Today I perform The Kraken Goes Back to Bed, a solo show I wrote about unemployment, existential crises and cephalopods.
The Kraken Goes Back to Bed is a solo show by Chris Sav about trying to be a better man by becoming a squid. It follows the format of a lecture, in which the speaker presents a series of ‘cephalopodic life hacks’ – applying the attributes of a squid to the various trials of everyday life. From filling out job application forms to attempting great feats of manliness (opening a jam jar), this talk will prove that there is no task that a squid can’t do better than a human.
The show uses video, music and audience interaction to take the audience on a journey into the depths. The narrative likens one’s existential struggles to the descent into the Mariana Trench, the deepest part of the world’s oceans – a depth of which equals the distance between Lancing and Goring-by-Sea, (although it doesn’t sound as impressive when you put it like that).

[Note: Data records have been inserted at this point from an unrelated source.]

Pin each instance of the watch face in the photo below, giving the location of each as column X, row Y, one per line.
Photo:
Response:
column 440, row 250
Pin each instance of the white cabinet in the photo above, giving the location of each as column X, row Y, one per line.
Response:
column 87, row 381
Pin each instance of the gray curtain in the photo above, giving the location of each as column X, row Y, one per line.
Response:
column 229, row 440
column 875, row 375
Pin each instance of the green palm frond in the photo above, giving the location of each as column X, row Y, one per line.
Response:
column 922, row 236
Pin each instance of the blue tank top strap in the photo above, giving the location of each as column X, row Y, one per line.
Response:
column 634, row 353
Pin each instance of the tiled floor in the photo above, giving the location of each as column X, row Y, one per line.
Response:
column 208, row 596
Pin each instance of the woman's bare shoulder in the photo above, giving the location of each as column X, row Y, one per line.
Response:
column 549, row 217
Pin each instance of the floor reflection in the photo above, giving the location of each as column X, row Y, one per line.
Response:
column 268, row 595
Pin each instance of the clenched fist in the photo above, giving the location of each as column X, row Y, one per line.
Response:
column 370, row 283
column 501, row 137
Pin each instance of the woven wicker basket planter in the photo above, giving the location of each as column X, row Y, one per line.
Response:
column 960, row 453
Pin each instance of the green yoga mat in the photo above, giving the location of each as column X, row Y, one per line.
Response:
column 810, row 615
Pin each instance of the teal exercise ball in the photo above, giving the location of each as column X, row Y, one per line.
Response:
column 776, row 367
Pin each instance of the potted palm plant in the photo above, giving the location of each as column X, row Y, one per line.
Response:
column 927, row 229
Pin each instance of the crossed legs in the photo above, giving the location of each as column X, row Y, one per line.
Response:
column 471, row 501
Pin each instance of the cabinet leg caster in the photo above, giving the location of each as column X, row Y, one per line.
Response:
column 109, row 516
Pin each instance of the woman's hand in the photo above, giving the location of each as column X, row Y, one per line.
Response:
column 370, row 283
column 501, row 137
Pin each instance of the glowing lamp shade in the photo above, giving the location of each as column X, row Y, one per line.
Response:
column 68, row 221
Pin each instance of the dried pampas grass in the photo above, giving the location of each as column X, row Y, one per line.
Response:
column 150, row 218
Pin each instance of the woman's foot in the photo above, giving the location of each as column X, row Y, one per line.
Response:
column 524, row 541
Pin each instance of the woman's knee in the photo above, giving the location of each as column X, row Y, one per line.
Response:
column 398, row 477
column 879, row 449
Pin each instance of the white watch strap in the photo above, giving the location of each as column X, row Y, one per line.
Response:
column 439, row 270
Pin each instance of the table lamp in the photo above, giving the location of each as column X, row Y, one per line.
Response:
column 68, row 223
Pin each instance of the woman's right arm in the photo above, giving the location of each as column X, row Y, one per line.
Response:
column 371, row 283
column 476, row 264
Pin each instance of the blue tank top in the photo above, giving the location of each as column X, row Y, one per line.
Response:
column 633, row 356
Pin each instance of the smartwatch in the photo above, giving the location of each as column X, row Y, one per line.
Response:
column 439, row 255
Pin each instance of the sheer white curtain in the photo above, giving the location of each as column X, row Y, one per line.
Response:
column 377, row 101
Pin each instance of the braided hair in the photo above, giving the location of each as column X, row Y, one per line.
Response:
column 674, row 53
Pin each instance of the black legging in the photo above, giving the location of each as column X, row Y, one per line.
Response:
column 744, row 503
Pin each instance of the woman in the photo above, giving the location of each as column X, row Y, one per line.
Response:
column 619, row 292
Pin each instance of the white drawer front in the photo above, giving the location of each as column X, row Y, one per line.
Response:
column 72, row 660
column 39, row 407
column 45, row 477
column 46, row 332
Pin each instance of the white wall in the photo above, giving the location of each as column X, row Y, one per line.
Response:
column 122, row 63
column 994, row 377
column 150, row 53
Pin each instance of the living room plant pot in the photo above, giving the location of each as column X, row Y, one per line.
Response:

As the pressure increases, so does the need to adapt to the uncertain environment that lies beneath.
The theme of anxiety lies at the core of the show, a result of the millennial crisis sediment that has floated down through unemployment, precariousness and YouTube culture. The show also addresses what masculinity means in the 21st Century by parodying the expectations and traditional notions.
The Kraken Goes Back to Bed teeters between the comic and tragic by using pop culture references and deadpan physical comedy against the backdrop of an uncertain post-Brexit climate, whilst highlighting the humour and pathos that lies in wanting to embody a creature so vastly different to ourselves.
The show wavers between fact and fiction, leaving the audience to question what is real and what is not, and perhaps to accept that sometimes, just believing you are a squid is enough.
“Chris’ depiction of the kraken was pretty accurate.”